Comme les rapports adressés à Malesherbes étaient confidentiels, ils évaluaient les livres avec une franchise qui ne pouvait apparaître dans les approbations officielles. Parfois, certes, ils n’exprimaient que l’assurance qu’un manuscrit ne contenait rien d’offensant pour la religion, la morale ou l’État — les catégories conventionnelles qui exigeaient l’attention d’un censeur. Mais beaucoup comportaient des approbations positives sur le style et le contenu, même si celles-ci ne consistaient qu’en une ou deux phrases, comme cette recommandation typique pour un privilège : « J’ai lu par ordre de Monseigneur le Chancelier les Lettres de M. de la Rivière. Elles m’ont paru bien écrites, pleines de raison et de réflexions édifiantes. » […] Loin de ressembler à des sentinelles idéologiques, les censeurs écrivaient en hommes de lettres et leurs rapports pourraient être considérés comme une forme de littérature.

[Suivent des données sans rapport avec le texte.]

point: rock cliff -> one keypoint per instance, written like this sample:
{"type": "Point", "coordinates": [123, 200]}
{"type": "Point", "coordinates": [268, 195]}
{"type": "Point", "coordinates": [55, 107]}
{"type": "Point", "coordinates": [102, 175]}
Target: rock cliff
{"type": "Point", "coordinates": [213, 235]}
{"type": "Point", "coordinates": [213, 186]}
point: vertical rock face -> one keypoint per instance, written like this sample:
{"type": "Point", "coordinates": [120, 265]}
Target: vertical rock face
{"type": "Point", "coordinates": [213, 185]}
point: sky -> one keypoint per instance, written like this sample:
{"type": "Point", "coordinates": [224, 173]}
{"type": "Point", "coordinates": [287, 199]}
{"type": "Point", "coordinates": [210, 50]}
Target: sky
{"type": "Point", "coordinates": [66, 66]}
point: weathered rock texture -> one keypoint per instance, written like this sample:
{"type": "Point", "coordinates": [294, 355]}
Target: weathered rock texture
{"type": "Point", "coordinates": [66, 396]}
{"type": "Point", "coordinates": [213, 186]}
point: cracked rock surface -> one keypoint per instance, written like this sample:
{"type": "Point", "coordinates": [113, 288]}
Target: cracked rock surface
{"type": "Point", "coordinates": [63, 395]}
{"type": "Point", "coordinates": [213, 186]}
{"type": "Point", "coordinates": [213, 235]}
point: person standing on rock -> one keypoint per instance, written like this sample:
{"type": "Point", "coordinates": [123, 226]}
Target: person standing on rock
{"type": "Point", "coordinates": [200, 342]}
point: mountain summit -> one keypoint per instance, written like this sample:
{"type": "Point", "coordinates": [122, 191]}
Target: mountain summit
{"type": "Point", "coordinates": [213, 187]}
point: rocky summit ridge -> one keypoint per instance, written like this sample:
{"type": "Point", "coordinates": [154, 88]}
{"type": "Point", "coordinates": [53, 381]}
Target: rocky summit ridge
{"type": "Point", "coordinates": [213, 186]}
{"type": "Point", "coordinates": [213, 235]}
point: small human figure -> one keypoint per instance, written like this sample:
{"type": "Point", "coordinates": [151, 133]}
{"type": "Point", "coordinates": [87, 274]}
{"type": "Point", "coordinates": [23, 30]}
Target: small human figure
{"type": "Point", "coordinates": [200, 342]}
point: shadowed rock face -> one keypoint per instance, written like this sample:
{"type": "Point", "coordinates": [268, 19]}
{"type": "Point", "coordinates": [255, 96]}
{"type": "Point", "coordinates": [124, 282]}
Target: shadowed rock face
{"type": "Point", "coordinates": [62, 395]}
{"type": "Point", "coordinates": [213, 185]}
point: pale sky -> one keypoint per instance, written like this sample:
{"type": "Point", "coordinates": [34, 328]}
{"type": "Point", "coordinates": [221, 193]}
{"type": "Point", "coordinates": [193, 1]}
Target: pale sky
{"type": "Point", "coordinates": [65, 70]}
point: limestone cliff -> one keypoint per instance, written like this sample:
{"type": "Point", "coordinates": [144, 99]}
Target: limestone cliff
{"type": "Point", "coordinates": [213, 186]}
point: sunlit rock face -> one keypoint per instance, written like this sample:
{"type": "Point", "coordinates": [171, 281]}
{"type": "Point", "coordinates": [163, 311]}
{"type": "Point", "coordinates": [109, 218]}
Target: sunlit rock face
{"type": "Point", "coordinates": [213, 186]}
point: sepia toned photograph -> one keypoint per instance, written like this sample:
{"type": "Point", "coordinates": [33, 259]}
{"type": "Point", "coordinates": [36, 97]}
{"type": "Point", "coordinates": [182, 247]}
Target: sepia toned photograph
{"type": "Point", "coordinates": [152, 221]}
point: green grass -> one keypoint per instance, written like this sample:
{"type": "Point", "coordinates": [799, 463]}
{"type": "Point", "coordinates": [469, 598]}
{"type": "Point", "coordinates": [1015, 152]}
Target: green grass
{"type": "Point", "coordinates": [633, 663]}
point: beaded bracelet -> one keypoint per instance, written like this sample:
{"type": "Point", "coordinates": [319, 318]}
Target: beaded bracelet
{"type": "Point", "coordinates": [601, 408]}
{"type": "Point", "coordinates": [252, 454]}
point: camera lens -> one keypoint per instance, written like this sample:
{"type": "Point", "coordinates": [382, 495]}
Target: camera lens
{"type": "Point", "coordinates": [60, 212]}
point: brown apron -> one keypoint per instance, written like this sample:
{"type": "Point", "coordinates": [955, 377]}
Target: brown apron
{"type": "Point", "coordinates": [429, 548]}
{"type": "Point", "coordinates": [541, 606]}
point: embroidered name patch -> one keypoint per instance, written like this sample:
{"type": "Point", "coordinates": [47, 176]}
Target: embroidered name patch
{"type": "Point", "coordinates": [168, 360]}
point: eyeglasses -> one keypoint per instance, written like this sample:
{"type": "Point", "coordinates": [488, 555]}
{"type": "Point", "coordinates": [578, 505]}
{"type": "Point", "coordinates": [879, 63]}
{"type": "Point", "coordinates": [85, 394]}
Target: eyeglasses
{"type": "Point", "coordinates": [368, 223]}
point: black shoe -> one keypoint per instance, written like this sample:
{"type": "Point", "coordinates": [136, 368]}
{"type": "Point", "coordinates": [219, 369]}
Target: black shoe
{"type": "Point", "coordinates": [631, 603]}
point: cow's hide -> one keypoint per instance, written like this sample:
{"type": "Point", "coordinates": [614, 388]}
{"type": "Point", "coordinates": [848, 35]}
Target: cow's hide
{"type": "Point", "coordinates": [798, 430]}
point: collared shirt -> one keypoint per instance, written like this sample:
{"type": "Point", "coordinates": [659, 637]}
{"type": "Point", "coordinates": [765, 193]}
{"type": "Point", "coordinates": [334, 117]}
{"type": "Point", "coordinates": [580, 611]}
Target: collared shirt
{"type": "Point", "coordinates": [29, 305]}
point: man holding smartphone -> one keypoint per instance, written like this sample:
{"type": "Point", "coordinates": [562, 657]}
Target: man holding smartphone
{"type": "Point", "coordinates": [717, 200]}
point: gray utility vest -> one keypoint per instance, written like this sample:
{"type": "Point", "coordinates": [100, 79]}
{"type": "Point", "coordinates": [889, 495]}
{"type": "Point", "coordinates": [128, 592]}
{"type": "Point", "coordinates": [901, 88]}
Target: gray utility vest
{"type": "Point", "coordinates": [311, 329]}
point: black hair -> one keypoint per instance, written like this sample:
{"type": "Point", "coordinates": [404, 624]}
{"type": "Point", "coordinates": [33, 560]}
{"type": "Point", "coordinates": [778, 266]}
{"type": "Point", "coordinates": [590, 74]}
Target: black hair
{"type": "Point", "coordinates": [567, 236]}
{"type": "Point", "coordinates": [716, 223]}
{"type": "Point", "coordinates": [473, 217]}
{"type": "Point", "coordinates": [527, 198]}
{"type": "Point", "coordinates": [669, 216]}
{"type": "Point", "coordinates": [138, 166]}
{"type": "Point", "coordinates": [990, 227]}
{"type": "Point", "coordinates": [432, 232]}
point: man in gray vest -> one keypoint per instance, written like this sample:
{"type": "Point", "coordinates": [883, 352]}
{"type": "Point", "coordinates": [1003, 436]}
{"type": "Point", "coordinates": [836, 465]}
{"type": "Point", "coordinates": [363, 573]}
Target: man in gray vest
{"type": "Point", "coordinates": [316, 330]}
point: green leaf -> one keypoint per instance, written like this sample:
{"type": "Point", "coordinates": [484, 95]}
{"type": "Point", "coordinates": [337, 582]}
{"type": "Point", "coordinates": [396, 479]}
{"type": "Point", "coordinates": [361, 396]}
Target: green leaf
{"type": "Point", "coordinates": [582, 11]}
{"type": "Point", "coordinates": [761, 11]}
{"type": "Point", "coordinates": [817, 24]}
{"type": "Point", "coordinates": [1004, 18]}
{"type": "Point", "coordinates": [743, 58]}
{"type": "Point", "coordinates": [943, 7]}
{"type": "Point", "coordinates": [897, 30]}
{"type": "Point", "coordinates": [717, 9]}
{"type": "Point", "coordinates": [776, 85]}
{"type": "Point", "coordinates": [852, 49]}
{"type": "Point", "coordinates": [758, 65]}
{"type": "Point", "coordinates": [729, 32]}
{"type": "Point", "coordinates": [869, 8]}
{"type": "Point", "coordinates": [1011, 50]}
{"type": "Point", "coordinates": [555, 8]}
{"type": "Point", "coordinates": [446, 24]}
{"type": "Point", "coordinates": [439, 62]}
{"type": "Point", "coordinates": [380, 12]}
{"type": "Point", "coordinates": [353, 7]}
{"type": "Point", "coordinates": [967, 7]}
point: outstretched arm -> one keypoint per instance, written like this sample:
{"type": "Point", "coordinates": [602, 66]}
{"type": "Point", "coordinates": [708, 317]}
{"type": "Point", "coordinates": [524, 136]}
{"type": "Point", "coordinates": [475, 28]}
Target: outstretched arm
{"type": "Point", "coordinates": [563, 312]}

Leurs préoccupations littéraires ressortent tout particulièrement dans leurs rapports négatifs, où l’on pourrait s’attendre à une attention des plus rigoureuse accordée à l’examen des propos hérétiques. Un censeur condamnait le « ton léger et gaillard » d’un ouvrage sur la cosmologie. Un autre n’avait aucune objection théologique sur une biographie du prophète Mahomet, mais la jugeait superficielle et manquant de recherche. Un troisième refusa de recommander un manuel de mathématique parce qu’il ne résolvait pas les problèmes avec suffisamment de détails et qu’il ne donnait ni le cube ni le carré de certaines sommes. […] Et un autre encore rejetait une défense de l’orthodoxie religieuse contre les attaques des libres penseurs essentiellement à cause de son caractère négligé et de son manque de rigueur :
« Ce n’est point un livre. On ne sait quel est le but de l’auteur que lorsqu’on a lu l’ouvrage : il avance ; il revient ; plusieurs de ses raisonnements sont faibles et superficiels ; son style est pétulant à force d’être vif […]. Très souvent il tombe dans le ridicule et dans la sottise à force de vouloir dire de jolies choses. »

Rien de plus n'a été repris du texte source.